Business Services Industry
A 360-degree view of HR: CEOs, line managers, and employees speak frankly about HR; brace yourself
Workforce, June, 2002 by Allan Halcrow
Alan Schnur, a senior consultant and market leader in the San Francisco office of Watson Wyatt, offers this appraisal. "Sometimes, CEOs and the line don't really want HR to be strategic. HR is given a double message: Get out of the box, stay in the box."
He tells a story about a CEO who challenged the executive team to figure out how the company could triple revenue within five years. The HR team took the assignment seriously and came back with an assessment that said the company didn't have the right leadership or structure to accomplish the desired growth, and proposed some changes. "The team was told, 'You took it too far,'" Schnur relates.
But for every organization in which strategic HR is an oxymoron, there is another in which HR is actively helping to run the company. Talk is turning to action, Schnur adds, and there's never been a better time for HR to play a strategic role.
It will take the right CEOs working with the right HR executives to make it happen. Holzworth credits Podurgal, for example, with helping to boost the 450-employee organization to a new level. "There are a lot of HR professionals out there who are not very effective," Holzworth says. "Traditional HR people could not have accomplished what Rich has done. They are focused on employment law, compensation, and dispute resolution. They don't have the skills to be strategic."
And it's no wonder. HR has had few opportunities to learn strategic skills, because it hasn't been included as a participant in the decision-making process, and because many CEOs themselves operate in a strategic-planning vacuum, Schnur says. What's more, HR's efforts at strategy are often foiled because there is a disconnect between the espoused and the actual culture of an organization, Wolfson notes. Examples of common company slogans that often have nothing to do with reality: Employees are our most important asset. We pay for performance. We advance people on merit.
Podurgal and Holzworth are in sync about the corporate culture at Analytical Sciences and they work closely. "In the beginning, Don couldn't define specific objectives for HR," Podurgal says. "He saw that turnover was too high, that the company was not recruiting the top people, and wasn't an employer of choice."
Holzworth says the first step in improving these critical areas was to define the company's broad initiatives and to confer with Podurgal about what HR should do. What they came up with is so different from earlier notions of HR that Holzworth dropped the term in favor of "organization development." The emphasis now is on performance development, performance management, supervisor and manager training, and employee competencies. Each element is tied to long-term business goals.
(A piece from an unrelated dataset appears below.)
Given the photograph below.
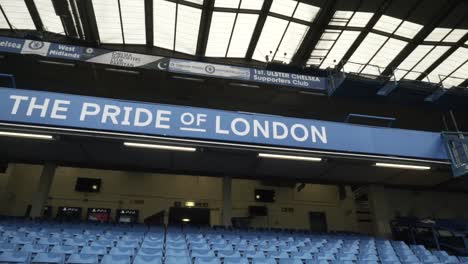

"I can't think of a proposal I took to him where he didn't listen," Podurgal says. "That doesn't mean he doesn't push back, but he trusts us." Podurgal has been given the latitude to add value to the business, and he has seized the opportunity.
Although he has been at the company for little more than a year, Podurgal has already created a performance-management program that ties each employee's goals to organizational goals, and has implemented market-based merit pay, introduced succession planning, and built a competency model that is linked to HR. Costs per hire have been reduced, and turnover has been slashed from 38 to 10 percent.